## Downloading the data

The dataset is retrieved from the website http://data.vision.ee.ethz.ch/cvl/food-101.tar.gz using as a reference the following research paper


> Lukas Bossard, Matthieu Guillaumin, Luc Van Gool - Food-101 – Mining Discriminative Components with Random Forests

The Food-101 data set consists of images from Foodspotting [1]. Any use beyond
   scientific fair use must be negociated with the respective picture owners
   according to the Foodspotting terms of use [2].

[1] http://www.foodspotting.com/
[2] http://www.foodspotting.com/terms/

In [1]:
#importing essential modules
import pandas as pd
import numpy as np
import os
from os import path
import time
from random import seed, choice
import shutil

In [2]:
#deleting the data folder in case a cleaning is required
#shutil.rmtree("../data")

In [3]:
#the data will be downloaded and automatically extracted to the data folder ../data/food-101/images
%mkdir ../data
!wget -O ../data/food-101.tar.gz http://data.vision.ee.ethz.ch/cvl/food-101.tar.gz
!tar -zxf ../data/food-101.tar.gz -C ../data

--2020-03-07 08:30:11--  http://data.vision.ee.ethz.ch/cvl/food-101.tar.gz
Resolving data.vision.ee.ethz.ch (data.vision.ee.ethz.ch)... 129.132.52.162
Connecting to data.vision.ee.ethz.ch (data.vision.ee.ethz.ch)|129.132.52.162|:80... connected.
HTTP request sent, awaiting response... 302 Found
Location: https://data.vision.ee.ethz.ch/cvl/food-101.tar.gz [following]
--2020-03-07 08:30:12--  https://data.vision.ee.ethz.ch/cvl/food-101.tar.gz
Connecting to data.vision.ee.ethz.ch (data.vision.ee.ethz.ch)|129.132.52.162|:443... connected.
HTTP request sent, awaiting response... 200 OK
Length: 4996278331 (4.7G) [application/x-gzip]
Saving to: ‘../data/food-101.tar.gz’


2020-03-07 08:32:12 (39.6 MB/s) - ‘../data/food-101.tar.gz’ saved [4996278331/4996278331]



## Organise train and test set

In [4]:
#dividing into train and test set using the json metadata 

metafolder = "../data/food-101/meta/"
train_meta = pd.read_json(path_or_buf = metafolder + "train.json")
test_meta = pd.read_json(path_or_buf = metafolder + "test.json")

> ### Organising metdatada for training, testing and validation

In [5]:
#organising metadata for training, testing and validation
validation_split = 0.2
val_split_idx = int(np.floor(train_meta.shape[0]*validation_split))

#folder with all the food images
data_dir = "../data/food-101/images/"
folders_sorted = sorted(os.listdir(data_dir))

#number of categories to randomly select
nc = 5

#selecting a randomn subset of categories
seed(42)

selection = []
while len(selection) < nc:
    pick = choice(folders_sorted)
    if pick not in set(selection):
        selection.append(pick)
        
print("Selected categories : {}".format(', '.join(map(str, selection))))

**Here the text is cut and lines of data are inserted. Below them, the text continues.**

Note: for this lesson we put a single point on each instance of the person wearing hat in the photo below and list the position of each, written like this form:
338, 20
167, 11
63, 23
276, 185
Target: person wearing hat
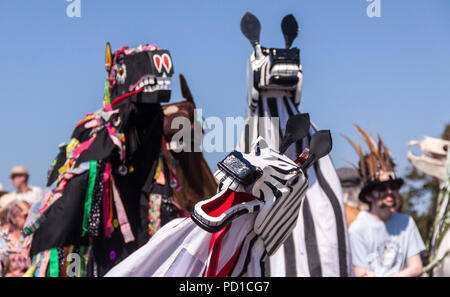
383, 241
19, 178
2, 191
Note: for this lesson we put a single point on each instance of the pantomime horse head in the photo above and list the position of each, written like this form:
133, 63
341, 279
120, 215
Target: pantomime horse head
254, 211
319, 243
98, 205
436, 162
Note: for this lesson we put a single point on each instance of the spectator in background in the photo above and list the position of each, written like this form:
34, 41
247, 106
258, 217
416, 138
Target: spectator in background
383, 242
351, 186
19, 178
2, 192
13, 252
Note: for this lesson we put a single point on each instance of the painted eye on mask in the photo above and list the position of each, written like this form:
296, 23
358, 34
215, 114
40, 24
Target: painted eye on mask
122, 74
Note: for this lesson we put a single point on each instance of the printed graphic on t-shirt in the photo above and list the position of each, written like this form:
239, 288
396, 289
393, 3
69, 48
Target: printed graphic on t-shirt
386, 256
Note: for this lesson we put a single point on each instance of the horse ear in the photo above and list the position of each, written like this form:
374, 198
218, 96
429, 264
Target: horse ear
297, 128
251, 28
289, 27
185, 91
320, 146
108, 57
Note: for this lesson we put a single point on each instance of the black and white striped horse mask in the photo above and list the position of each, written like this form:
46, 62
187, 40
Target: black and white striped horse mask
272, 68
264, 182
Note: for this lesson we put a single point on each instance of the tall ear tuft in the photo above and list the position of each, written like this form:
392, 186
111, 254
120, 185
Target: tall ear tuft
251, 28
290, 30
108, 57
185, 91
373, 146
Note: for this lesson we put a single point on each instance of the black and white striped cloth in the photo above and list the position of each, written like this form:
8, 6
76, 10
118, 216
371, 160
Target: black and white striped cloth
319, 243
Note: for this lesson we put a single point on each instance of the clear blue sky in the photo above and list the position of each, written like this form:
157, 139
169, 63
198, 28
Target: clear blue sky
391, 72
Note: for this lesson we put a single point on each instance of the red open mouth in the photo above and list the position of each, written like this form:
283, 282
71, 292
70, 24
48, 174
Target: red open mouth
216, 213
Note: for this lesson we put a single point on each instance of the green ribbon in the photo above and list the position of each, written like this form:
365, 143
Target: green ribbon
54, 263
89, 192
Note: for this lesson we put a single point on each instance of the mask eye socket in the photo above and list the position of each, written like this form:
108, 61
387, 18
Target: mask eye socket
121, 74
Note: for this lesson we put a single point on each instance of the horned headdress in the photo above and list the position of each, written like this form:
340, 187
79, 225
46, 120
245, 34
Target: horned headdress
375, 167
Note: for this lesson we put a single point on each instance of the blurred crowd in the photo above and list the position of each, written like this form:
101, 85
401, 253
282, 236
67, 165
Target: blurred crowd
14, 209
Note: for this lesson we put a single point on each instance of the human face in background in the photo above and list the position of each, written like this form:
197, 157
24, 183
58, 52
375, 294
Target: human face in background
385, 195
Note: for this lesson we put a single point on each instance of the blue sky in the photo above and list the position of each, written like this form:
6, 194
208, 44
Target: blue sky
392, 73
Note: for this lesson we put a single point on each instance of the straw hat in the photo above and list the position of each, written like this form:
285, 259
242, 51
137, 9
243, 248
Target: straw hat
2, 191
6, 200
18, 170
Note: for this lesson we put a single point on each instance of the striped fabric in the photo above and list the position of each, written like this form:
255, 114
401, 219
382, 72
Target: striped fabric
319, 243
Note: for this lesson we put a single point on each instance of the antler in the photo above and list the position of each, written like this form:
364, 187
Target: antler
372, 146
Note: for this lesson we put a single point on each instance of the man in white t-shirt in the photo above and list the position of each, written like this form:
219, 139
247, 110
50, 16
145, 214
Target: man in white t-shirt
19, 178
383, 242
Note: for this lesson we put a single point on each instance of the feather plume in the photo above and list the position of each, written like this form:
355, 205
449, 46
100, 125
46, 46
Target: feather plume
386, 154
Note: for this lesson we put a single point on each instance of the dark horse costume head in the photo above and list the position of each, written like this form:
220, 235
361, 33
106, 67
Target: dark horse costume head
99, 206
144, 73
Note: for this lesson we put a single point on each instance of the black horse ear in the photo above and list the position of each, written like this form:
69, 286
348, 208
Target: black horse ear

Selected categories : ramen, carrot_cake, beef_carpaccio, strawberry_shortcake, escargots


In [6]:
#create folder with data to upload to s3
%mkdir ../data/s3_train_test_data
%mkdir ../data/s3_train_test_data/train_img 
%mkdir ../data/s3_train_test_data/valid_img
%mkdir ../data/s3_train_test_data/test_img

train_meta = train_meta[selection].iloc[:train_meta.shape[0] - val_split_idx]

valid_meta = train_meta[selection].iloc[train_meta.shape[0] - val_split_idx:]

test_meta = test_meta[selection]

#Setting train, validation and test set target folder
#target folder - train
trainfolder = "../data/s3_train_test_data/train_img/"

#target folder - validation
validfolder = "../data/s3_train_test_data/valid_img/"

#target folder -test
testfolder = "../data/s3_train_test_data/test_img/"

print("{} images used for training".format(train_meta.shape[0]*train_meta.shape[1]))
print("{} images used for validation".format(valid_meta.shape[0]*valid_meta.shape[1]))
print("{} images used for testing".format(test_meta.shape[0]*test_meta.shape[1]))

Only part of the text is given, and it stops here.